Gabriel asintió, sin mostrar nerviosismo ni emoción. Solo observó el salón como si lo midiera por dentro. Amelia y Martín intercambiaron una mirada con Patricia, un gesto breve que decía mucho sin necesidad de palabras.

—Voy a estar cerca si me necesitas —le susurró Amelia al oído.

Gabriel solo se quedó mirándola un segundo. Luego, se soltó de su mano y caminó hacia su lugar, sin volver la vista atrás.

Amelia sintió cómo el estómago se le cerraba. Sabía que Gabriel no era como los otros niños. Había vivido cosas que ningún niño debería conocer. Y aunque lo había visto jugar, reír, dormirse abrazado a su oso de peluche, sabía que algo dentro de él había cambiado para siempre.

(...)

El día avanzó lentamente. Amelia intentó concentrarse en sus propias clases, en los niños mayores que la llamaban “seño” con confianza, pero no podía dejar de pensar en su hijo. En cómo lo mirarían sus compañeros. En si encontraría su lugar o volvería a encerrarse en sí mismo como lo había hecho tantas veces antes.

Martín pasó por la sala de maestros durante el recreo. Le llevó una manzana y un beso en la frente.

—¿Cómo está Patricia con Gabriel? —preguntó en voz baja.

—Dijo que está tranquilo. Observa mucho, pero casi no habla. Ya es algo —respondió Amelia, y luego bajó la voz aún más—. Le preguntaron si era Liam.

Martín bajó la mirada.

—Va a pasar muchas veces más.

Amelia asintió. No era solo un cambio de nombre. Era un renacimiento. Pero no todos lo entenderían.

(...)

Al final del día, Gabriel salió del salón caminando solo. Tenía las mangas arremangadas y la mochila al hombro. Amelia lo observaba desde lejos, fingiendo estar ocupada con unos papeles. Se acercó con paso firme, y antes de que ella preguntara cómo había ido todo, él habló:

—Un niño me dijo que hablaba raro. Me preguntó si estaba enfermo.

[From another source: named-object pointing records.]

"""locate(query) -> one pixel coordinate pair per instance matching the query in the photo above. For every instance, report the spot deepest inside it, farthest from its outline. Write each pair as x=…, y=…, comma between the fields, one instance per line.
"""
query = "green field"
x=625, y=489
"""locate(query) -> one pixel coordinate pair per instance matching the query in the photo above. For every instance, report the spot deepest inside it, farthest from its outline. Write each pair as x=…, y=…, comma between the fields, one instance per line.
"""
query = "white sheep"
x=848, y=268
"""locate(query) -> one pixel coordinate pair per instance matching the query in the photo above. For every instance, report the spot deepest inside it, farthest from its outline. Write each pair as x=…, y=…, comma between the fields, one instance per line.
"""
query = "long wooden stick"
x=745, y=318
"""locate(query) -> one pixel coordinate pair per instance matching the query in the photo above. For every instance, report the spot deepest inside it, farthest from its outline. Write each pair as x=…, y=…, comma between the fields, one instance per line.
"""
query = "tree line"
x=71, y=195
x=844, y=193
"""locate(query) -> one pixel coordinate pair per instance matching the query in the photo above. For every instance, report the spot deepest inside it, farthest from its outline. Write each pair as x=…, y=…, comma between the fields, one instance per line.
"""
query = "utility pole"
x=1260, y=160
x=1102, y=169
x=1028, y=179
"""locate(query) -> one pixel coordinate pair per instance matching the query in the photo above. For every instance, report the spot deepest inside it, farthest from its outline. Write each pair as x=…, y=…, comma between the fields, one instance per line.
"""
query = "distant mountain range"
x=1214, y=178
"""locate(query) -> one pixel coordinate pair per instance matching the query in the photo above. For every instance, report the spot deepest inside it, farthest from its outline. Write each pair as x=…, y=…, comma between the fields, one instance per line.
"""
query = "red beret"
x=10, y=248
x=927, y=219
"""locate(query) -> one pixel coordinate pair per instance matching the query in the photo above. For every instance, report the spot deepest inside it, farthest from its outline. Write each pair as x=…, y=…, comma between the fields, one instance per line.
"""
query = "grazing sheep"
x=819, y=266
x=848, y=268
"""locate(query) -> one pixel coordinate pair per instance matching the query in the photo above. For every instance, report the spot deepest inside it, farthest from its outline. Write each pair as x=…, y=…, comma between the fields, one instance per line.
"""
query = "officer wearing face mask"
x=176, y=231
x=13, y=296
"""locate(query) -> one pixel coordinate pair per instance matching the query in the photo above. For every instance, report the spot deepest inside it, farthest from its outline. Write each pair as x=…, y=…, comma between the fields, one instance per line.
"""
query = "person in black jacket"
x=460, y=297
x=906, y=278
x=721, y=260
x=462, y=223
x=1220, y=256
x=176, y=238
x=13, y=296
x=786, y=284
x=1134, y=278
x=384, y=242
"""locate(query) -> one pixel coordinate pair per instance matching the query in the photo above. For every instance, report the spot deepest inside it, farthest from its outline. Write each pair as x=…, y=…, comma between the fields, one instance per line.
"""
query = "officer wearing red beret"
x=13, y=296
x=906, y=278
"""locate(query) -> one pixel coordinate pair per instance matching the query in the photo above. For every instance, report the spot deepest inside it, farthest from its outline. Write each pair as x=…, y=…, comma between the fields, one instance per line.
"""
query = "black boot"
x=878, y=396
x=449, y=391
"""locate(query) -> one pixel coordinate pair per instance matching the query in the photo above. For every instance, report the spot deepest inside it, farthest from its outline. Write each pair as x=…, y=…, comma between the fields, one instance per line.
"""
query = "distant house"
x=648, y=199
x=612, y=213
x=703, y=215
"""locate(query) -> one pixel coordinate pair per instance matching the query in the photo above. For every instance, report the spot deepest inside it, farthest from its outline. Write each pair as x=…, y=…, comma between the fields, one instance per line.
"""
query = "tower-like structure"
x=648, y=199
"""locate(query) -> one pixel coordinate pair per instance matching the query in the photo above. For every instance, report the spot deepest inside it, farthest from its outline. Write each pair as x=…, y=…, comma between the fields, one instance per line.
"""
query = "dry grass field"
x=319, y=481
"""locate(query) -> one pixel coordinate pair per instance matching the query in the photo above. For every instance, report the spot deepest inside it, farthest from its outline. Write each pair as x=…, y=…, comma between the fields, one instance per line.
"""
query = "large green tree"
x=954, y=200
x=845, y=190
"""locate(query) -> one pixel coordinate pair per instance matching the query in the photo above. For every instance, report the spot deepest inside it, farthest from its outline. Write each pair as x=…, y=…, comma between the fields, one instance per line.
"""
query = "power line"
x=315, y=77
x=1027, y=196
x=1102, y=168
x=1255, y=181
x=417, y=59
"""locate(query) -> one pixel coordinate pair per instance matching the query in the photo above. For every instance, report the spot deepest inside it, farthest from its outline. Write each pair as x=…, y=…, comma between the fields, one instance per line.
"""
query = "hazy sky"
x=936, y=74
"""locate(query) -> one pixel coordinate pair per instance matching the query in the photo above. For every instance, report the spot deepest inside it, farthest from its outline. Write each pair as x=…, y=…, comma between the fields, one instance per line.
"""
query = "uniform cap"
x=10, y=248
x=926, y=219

Amelia se agachó hasta quedar a su altura.

—¿Y qué le dijiste?

Gabriel la miró con sus ojos grandes, oscuros, que parecían brillar desde adentro.

—Le dije que he estado en lugares peores.

Amelia sintió que el corazón se le detenía un instante. La frase cayó como una piedra en el fondo de su pecho. Sabía que no mentía. Sabía que Gabriel hablaba desde una verdad que ni siquiera ella podía imaginar del todo.

—¿Y él qué hizo? —preguntó, sin poder ocultar la angustia.

—Se quedó callado. No volvió a hablarme. Pero eso no me molestó.

Caminaron juntos hacia el auto, en silencio. Martín los esperaba junto al vehículo, y al verlos, levantó la mano en señal de saludo. Gabriel corrió hacia él y se aferró a sus piernas un instante. Luego levantó la vista y dijo:

—Hoy fue un buen día. La luz no me abandonó.

Martín no entendió del todo, pero le sonrió. Amelia, en cambio, sintió que las palabras la atravesaban. Porque sabía que Gabriel hablaba en serio. Que para él, la oscuridad no era una metáfora. Era un lugar. Un recuerdo. Una amenaza constante.